Louis VADMEET 24/01/2011 11:42


Après une longue période d'inactivité sur le Blog consacré à l'oeuvre artistique de mon père, j'espère bientôt poursuivre mon aventure vivante de mémoire. A très vite, Hervé.


Elisabeth de Hautségur 22/12/2010 21:56


Hervé, je viens de me régaler avec le diaporama des tableaux de ton père, étant très touchée aujourd'hui par " la nature morte" aux fruits orangés.Douce nuit. Je t'embrasse. Elisabeth.

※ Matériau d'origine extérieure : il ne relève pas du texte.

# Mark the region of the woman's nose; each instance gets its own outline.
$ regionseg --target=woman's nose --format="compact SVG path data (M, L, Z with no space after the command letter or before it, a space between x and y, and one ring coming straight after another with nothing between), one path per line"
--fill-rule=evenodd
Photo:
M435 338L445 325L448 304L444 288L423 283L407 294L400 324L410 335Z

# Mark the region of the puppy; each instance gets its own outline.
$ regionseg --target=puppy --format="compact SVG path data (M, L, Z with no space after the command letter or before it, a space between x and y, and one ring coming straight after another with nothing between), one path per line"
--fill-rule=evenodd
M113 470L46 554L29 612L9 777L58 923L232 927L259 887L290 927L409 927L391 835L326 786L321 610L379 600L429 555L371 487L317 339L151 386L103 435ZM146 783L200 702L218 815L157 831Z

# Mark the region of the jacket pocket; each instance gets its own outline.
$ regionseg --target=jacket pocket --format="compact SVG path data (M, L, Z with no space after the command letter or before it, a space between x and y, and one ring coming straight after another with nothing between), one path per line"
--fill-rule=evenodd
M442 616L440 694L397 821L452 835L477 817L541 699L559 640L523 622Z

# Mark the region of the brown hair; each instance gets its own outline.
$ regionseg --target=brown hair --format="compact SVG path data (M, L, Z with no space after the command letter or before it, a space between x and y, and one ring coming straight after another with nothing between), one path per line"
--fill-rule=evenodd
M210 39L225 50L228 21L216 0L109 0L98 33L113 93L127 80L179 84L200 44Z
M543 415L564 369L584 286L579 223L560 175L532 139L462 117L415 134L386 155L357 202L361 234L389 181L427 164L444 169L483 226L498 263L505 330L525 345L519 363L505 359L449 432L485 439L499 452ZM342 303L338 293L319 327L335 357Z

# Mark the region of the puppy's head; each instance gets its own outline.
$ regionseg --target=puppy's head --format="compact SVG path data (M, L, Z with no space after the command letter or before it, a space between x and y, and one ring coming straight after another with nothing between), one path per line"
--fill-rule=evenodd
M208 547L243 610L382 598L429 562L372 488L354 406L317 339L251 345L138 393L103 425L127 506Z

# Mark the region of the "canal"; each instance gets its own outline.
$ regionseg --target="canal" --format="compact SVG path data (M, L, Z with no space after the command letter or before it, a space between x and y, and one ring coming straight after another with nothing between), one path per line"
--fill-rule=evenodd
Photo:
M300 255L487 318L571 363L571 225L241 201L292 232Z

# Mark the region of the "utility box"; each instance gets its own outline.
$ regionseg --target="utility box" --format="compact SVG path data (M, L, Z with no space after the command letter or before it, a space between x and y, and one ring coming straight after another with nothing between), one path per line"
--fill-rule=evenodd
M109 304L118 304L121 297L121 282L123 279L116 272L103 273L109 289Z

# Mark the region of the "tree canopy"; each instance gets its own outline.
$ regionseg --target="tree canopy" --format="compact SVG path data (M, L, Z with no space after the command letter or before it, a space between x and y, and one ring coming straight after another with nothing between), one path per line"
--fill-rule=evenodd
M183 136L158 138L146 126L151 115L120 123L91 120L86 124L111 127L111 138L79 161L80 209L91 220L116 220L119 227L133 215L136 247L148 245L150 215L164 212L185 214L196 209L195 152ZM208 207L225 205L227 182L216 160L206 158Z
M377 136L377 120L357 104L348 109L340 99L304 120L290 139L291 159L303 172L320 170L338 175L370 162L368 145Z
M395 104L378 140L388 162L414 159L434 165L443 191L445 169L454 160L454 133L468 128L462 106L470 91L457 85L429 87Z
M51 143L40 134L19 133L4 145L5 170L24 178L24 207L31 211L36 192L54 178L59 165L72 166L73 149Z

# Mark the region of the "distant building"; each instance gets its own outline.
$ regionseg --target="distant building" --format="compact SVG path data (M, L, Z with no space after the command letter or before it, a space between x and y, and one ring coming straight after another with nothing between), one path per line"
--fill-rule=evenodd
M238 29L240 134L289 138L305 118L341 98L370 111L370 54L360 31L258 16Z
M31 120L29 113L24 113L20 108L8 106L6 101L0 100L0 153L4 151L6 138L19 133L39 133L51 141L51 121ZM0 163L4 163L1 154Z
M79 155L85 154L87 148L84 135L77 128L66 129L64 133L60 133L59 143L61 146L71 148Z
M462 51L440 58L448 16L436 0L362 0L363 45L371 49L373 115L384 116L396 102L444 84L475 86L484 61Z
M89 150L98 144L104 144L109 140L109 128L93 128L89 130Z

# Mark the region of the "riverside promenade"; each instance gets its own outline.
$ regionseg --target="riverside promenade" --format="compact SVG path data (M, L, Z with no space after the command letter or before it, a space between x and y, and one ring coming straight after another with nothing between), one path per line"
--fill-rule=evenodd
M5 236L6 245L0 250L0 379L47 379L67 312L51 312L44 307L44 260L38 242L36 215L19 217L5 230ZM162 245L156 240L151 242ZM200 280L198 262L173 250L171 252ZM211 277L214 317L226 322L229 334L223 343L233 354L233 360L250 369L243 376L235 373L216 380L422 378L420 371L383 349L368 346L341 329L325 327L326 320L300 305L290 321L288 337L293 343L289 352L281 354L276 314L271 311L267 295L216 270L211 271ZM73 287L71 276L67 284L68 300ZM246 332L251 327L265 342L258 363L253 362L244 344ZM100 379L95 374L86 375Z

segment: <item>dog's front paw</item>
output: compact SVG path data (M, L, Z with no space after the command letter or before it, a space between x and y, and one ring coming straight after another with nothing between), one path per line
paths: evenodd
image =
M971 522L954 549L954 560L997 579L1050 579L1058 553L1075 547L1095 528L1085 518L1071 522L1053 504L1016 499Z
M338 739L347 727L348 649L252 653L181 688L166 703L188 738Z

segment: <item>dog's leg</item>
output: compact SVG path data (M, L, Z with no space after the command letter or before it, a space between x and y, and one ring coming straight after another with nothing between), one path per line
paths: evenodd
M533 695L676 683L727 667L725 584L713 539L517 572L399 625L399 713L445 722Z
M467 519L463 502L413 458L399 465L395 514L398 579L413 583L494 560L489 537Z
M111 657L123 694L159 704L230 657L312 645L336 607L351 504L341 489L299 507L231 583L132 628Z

Ophélie Conan 09/12/2010 21:46


Oui, Hervé, les gens ne s'engagent guère ou disent rarement ce qu'ils pensent, et s'ils disent quelque chose, ne se contentent que de répéter comme des "perroquets", ainsi que le dit justement
Louis. Sans doute les gens ont-ils peur et se sentent-ils coupables de se dévoiler. Il faut dire que cela fait deux millénaires que nous sommes élevés dans la crainte d'une sainte et malsaine
autorité. Je t'embrasse, perspicace Normand. Ophélie


Elisabeth de Hautségur 04/12/2010 17:06


J'aime cette révolte et la partage dans mon registre. Je suis souvent étonnée de déclencher la peur ou l'animosité alors que mon coeur comme celui de ton père est ouvert à qui l'approche avec
sympathie. Merci Hervé de nous faire connaître ton père. Je t'embrasse. Elisabeth.